Присяжных не потребовалось долго убеждать. Джордж Грей и все его единоверцы были объявлены виновными. Конвойные вновь отвезли их в Ньюгейтскую тюрьму, где они должны были дожидаться решения судьи — то ли пожизненного заключения, то ли ссылки в североамериканские колонии.
Между тем наступил вечер. Сэр Джон Килинг перенес рассмотрение остальных дел на следующее утро. Иеремия, пробираясь сквозь толпу спешивших покинуть здание суда, устремился к сэру Орландо. Тот, заметив иезуита, направился к нему.
— Что привело вас сюда, доктор? Уж не интерес ли к этим не знающим ни совести, ни чести квакерам?
— Вообще-то нет, — ответил Иеремия. — Не так давно я по чистой случайности своими глазами видел, как арестовывали этого самого Джорджа Грея. Неужели есть необходимость подвергать их столь жесткому наказанию? Они ведь не заговорщики.
Трелони презрительно махнул рукой.
— Вы слишком наивны, веря в то, что квакеры проповедуют отказ от всякого насилия, как утверждает их предводитель Джордж Фокс. И среди них достаточно опасных типов, которые не остановятся ни перед чем, вплоть до бунта против трона. Вот тогда вы, католики, у них попляшете! Так что, святой отец, не советую вам обременять себя избыточным сочувствием и великодушием к ним. Но вы ведь явно пришли сюда не для обсуждения темы квакеров, как я понимаю.
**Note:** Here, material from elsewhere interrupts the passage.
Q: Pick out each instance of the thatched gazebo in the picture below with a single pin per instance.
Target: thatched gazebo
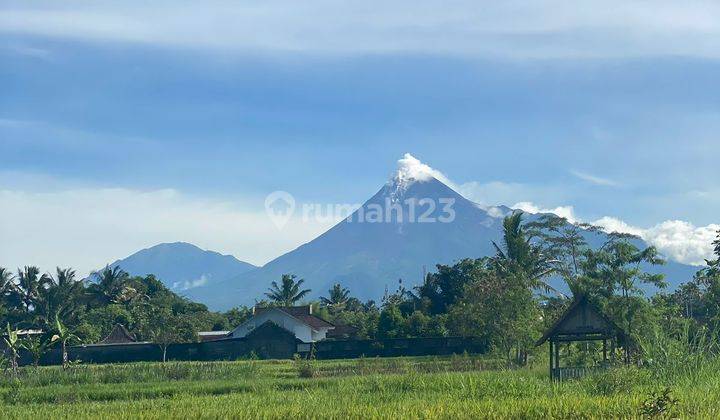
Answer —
(118, 335)
(582, 321)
— Нет, милорд, мне было хотелось поговорить с вами с глазу на глаз.
Сэр Орландо медлил с ответом, понимая, какую именно тему затронет иезуит. Однако он не мог отказать Иеремии и предложил пройти на первый этаж здания в небольшую комнатку.
— Итак, в чем дело, доктор? — с покорной улыбкой спросил Трелони.
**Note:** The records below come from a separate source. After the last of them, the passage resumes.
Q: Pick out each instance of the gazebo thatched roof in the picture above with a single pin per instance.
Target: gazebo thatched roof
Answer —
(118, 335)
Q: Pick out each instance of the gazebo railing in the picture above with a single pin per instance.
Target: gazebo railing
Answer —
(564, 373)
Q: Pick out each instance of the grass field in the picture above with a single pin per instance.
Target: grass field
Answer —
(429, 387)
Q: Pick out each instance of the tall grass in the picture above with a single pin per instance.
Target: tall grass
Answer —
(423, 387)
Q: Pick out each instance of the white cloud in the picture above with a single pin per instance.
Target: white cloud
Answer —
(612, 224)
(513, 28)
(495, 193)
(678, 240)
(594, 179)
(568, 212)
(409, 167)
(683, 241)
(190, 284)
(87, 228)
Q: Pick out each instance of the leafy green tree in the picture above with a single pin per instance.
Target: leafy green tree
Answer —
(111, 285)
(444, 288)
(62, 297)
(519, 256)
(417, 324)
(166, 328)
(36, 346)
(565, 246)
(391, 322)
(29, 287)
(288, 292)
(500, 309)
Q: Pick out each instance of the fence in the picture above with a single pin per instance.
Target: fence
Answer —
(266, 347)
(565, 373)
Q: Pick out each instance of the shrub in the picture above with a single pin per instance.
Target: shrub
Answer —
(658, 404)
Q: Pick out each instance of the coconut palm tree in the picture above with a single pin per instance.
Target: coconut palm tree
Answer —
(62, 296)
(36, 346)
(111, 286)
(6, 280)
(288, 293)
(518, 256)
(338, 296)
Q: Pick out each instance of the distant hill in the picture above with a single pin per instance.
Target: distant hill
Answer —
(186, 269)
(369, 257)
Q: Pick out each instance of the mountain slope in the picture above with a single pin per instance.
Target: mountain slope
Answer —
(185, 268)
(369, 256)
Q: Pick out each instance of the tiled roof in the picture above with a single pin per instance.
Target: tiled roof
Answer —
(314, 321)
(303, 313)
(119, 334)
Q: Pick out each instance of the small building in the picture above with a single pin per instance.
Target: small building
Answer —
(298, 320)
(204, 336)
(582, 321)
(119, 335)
— Я помню, как вы посоветовали мне не вмешиваться в вопросы, связанные с вашим браком, — начал Иеремия. — Но душа моя протестует, когда я вижу вас и вашу супругу несчастными.
Судья помрачнел.
— Вы действительно считаете мою жену несчастной? Бог ты мой, да она имеет все, что только можно пожелать; она совершенно свободный человек.
— Она желает лишь одного: видеть вас рядом, сэр! И она считает, что вы ее не любите!